IBM, Exxon Mobil make quantum computing leap
Exxon Mobil is a founding partner with IBM on an new quantum computing network that they contend could lead to new breakthroughs in petrochemicals, electric grid management and climate change modeling.
Quantum computing, considered the next big breakthrough in information technology, remains in its infancy. Quantum computing musters processing power that exceeds that of today’s supercomputers and puts that power to enhance research as well as computer models used to predict the outcome of decisions, actions, alternatives and external events.
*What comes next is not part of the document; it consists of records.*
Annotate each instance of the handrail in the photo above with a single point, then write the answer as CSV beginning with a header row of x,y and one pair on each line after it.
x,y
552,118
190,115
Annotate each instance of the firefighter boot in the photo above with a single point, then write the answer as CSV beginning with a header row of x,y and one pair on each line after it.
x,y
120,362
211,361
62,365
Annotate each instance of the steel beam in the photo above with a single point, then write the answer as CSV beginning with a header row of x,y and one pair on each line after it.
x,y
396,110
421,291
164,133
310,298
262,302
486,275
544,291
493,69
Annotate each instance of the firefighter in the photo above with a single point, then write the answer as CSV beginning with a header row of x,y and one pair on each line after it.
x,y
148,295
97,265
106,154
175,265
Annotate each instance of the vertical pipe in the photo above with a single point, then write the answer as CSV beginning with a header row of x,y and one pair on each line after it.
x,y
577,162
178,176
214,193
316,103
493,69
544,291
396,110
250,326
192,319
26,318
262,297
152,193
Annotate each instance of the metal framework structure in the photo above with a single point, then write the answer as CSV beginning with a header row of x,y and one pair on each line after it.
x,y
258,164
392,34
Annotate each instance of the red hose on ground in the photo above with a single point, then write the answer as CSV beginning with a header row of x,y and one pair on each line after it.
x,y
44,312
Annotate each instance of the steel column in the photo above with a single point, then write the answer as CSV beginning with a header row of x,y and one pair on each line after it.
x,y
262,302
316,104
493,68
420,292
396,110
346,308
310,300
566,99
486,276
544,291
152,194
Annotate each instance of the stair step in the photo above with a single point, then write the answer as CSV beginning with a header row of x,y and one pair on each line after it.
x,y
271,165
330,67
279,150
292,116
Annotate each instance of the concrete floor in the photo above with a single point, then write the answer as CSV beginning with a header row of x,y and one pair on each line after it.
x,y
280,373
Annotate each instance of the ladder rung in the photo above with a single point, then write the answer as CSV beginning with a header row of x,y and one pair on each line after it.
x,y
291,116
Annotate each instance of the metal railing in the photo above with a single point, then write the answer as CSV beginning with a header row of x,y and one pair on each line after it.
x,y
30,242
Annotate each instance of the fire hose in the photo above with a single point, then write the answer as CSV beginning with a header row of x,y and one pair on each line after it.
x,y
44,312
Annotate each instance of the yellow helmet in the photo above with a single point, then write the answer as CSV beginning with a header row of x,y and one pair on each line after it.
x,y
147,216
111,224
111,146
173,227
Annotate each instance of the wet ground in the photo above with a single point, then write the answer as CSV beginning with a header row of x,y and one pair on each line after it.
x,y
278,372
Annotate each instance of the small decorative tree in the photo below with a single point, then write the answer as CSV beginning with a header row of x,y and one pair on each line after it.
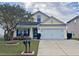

Exxon Mobil is the first energy company to join the new IBM Q Network of Fortune 500 companies, academic institutions and research labs to work with the newly unveiled quantum computing system. The new IBM Q System One is the first effort to take quantum computing into commercial use by IBM, headquartered in Armonk, N.Y.
Other partners include banking giant J.P. Morgan Chase & Co., technology and appliance manufacturer Samsung, German auto maker Daimler, and the consulting firm Accenture.
“The scale and complexity of many challenges we face in our business surpass the limits of today’s traditional computers,” said Vijay Swarup, vice president of research and development for ExxonMobil Research and Engineering Company. “Quantum computing can potentially provide us with capabilities to simulate nature and chemistry that we’ve never had before.”
Exxon Mobil also cited the potential to use more accurate quantum chemistry calculations for the discovery of new materials that could enhance carbon capture at power plants and other pollution sources.
“The advancement of new breakthroughs,” Swarup added, “will be critical in addressing the dual challenge of producing energy to fuel economies and meeting consumers’ needs while managing the risks of climate change.”
Many scientists and industry analysts believe quantum computing is the key to creating more powerful artificial intelligence. Unlike typical computers that use binary digits of ones and zeros, quantum computing employs quantum bits, called qubits, that can simultaneously represent both ones and zeros. Qbits are so fragile and volatile that IBM used the same company that protects the Mona Lisa at the Louvre and the Crown Jewels at the Tower of London to protect and cool the hardware.
The Q System One is enclosed in a 9-foot-tall, 9-foot-wide case of half-inch thick borosilicate glass forming a sealed, airtight enclosure, IBM said. A series of independent aluminum and steel frames unify the system to avoid the potential vibration interference that can corrupt the qubits.
IBM said its system is the first developed for commercial use. “IBM Q systems are designed to one day tackle problems that are currently seen as too complex and exponential in nature for classical systems to handle,” the company said.
Companies can’t just buy the new computers yet though. Thus far, the computing power is only available via IBM’s cloud network. But Exxon Mobil can work directly with IBM scientists on problem solving and algorithms.